Terapia con i fiori di Bach: il ritorno del magico nel quotidiano?

  • Jean Francois Lyotard ci ricorda come dopo la caduta delle grandi narrazioni siamo alla deriva, alla ricerca di alternative funzionali che le sostituiscano. Purtroppo le “nuove” narrazioni non hanno la stessa forza. Questo ritorno del magico nel quotidiano – ma anche nei discorsi, nei processi culturali – può considerarsi uno sguardo speranzoso verso qualche forma di identificazione più solida?
fiori di Bach

D.V. – “La risposta è No. A mio parere il dualismo cartesiano continua a rappresentare in Occidente la cornice ontologica entro cui si orientano le biografie individuali, sebbene il suo dominio sia sempre più messo in discussione, come detto, da visioni del mondo centrate su una ritrovata armonia e connessione con la natura ed il mondo spirituale.

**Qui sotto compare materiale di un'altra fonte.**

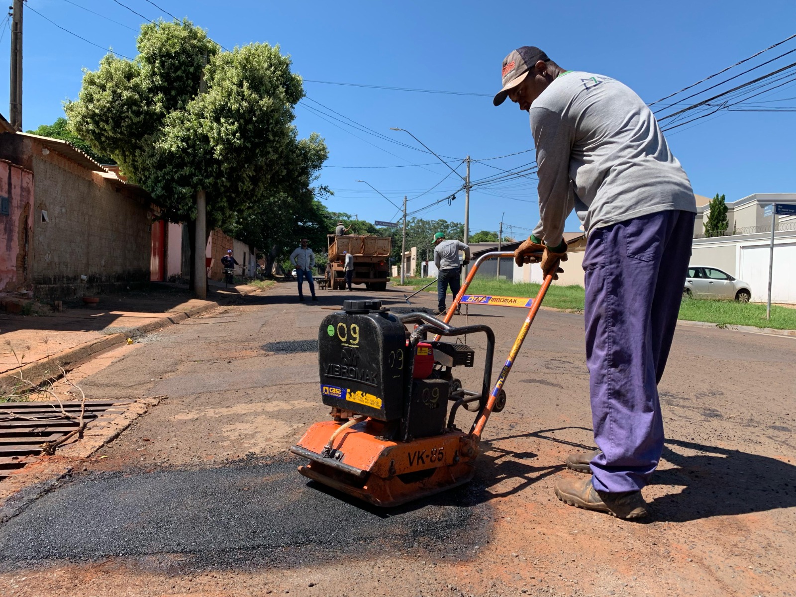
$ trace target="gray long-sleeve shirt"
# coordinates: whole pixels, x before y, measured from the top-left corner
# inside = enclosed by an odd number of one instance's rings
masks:
[[[315,267],[315,254],[309,247],[306,249],[298,247],[291,253],[291,263],[300,270],[311,270]]]
[[[464,252],[464,258],[470,260],[470,247],[458,240],[443,240],[434,248],[434,264],[437,269],[447,270],[458,267],[458,252]]]
[[[529,111],[539,166],[533,234],[560,244],[575,209],[589,231],[669,209],[696,211],[691,183],[652,111],[615,79],[560,76]]]

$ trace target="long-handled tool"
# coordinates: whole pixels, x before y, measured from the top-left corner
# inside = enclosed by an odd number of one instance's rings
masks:
[[[490,297],[466,295],[482,256],[474,264],[446,318],[462,300],[481,304]],[[395,315],[379,301],[345,301],[318,332],[321,394],[332,407],[331,420],[312,425],[291,451],[310,462],[306,477],[380,506],[392,506],[466,482],[484,427],[505,403],[503,386],[539,310],[552,276],[537,297],[517,299],[529,307],[509,357],[491,386],[494,334],[484,325],[454,327],[426,313]],[[512,305],[516,306],[516,305]],[[406,324],[419,324],[411,334]],[[428,333],[436,339],[426,341]],[[444,337],[485,334],[486,351],[480,391],[466,390],[453,377],[457,366],[473,366],[474,351]],[[491,386],[491,391],[490,388]],[[448,414],[447,402],[453,404]],[[478,403],[470,431],[456,427],[459,407]]]
[[[412,298],[412,297],[415,296],[415,295],[419,295],[421,292],[423,292],[424,290],[426,290],[426,288],[427,288],[428,287],[430,287],[431,284],[436,283],[436,281],[437,280],[435,278],[433,280],[431,280],[427,284],[426,284],[424,287],[423,287],[420,290],[416,291],[415,292],[412,292],[411,295],[409,295],[409,296],[407,296],[406,295],[404,295],[404,300],[406,301],[406,304],[411,305],[412,303],[409,302],[409,299]]]

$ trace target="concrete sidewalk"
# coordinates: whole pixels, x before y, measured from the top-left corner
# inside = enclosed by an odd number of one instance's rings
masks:
[[[40,383],[93,355],[258,291],[240,285],[224,287],[209,281],[208,298],[192,298],[187,287],[155,283],[147,291],[100,297],[96,305],[82,300],[64,303],[61,313],[42,316],[0,313],[0,389],[19,378]]]

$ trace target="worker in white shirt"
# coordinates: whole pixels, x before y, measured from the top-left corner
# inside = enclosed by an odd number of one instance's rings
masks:
[[[312,268],[315,267],[315,254],[312,249],[307,246],[309,241],[306,238],[301,240],[301,246],[291,253],[291,263],[296,268],[296,279],[298,280],[298,300],[304,300],[304,295],[302,292],[302,286],[304,279],[310,283],[310,291],[312,293],[312,299],[318,300],[315,296],[315,284],[312,281]]]

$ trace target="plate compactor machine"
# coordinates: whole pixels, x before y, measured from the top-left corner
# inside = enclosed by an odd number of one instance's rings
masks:
[[[398,505],[473,478],[484,426],[505,405],[503,384],[552,281],[548,276],[533,300],[466,295],[481,262],[512,255],[482,256],[444,320],[423,312],[390,313],[377,300],[345,301],[341,311],[324,318],[318,330],[320,389],[331,419],[312,425],[290,449],[309,460],[298,467],[302,474],[378,506]],[[459,303],[529,308],[494,386],[494,334],[484,325],[449,325]],[[430,334],[433,340],[427,339]],[[474,361],[474,351],[455,342],[456,337],[474,334],[486,337],[478,391],[463,388],[455,375],[457,367]],[[467,431],[456,426],[462,407],[477,412]]]

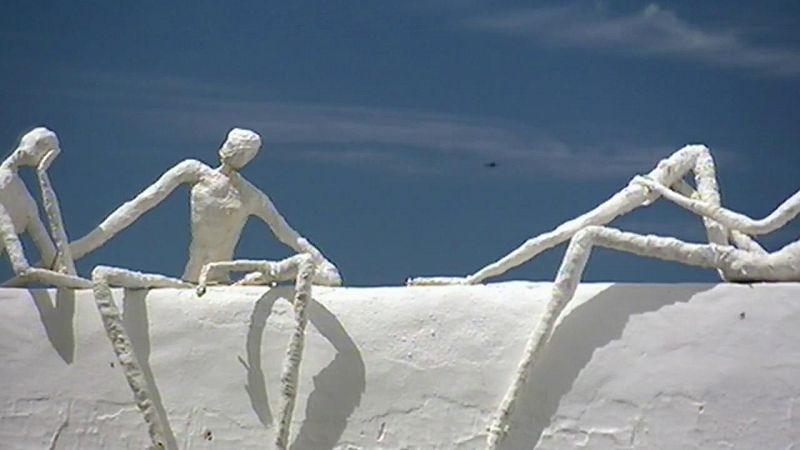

Quando parliamo di “Reincanto del mondo” non ci riferiamo però ad un movimento culturale, filosofico e religioso uniforme e organizzato; l’individuo contemporaneo, alla ricerca di un nomos entro cui iscrivere la propria biografia, è soggetto infatti a molteplici stimoli, ad un ampio ventaglio di credenze, pratiche e saperi provenienti dai più disparati contesti. Emergono così forme di spiritualità ibride e vissute in forma privata, le quali non implicano uno stravolgimento dei propri modi di vita”.

Il viaggio è la nostra casa

  • Hai avuto un percorso di studi molto variegato. Hai pubblicato anche alcuni libri. L’approccio antropologico-etnografico spinge anche a viaggiare. Quanto è importante per te – e quindi se consigli – viaggiare per studiare, capire e migliorare se stessi?

D.V. – “La casa è una perversione” affermava provocatoriamente il grande scrittore e viaggiatore inglese Bruce Chatwin, e pare proprio che io l’abbia preso in parola: negli ultimi sette anni ho visitato oltre 30 paesi e abitato in almeno 7 di essi accumulando un prezioso bagaglio di avventure e esperienze. Consiglio a tutti di mettersi in cammino, immergersi in nuovi ambienti, ascoltare nuove lingue, assaggiare nuovi sapori e conoscere persone diverse. Siamo sedentari da poco più di diecimila anni, il nostro cuore batte ancora al ritmo dei passi dei nostri antenati nomadi. Il viaggio è la nostra casa”.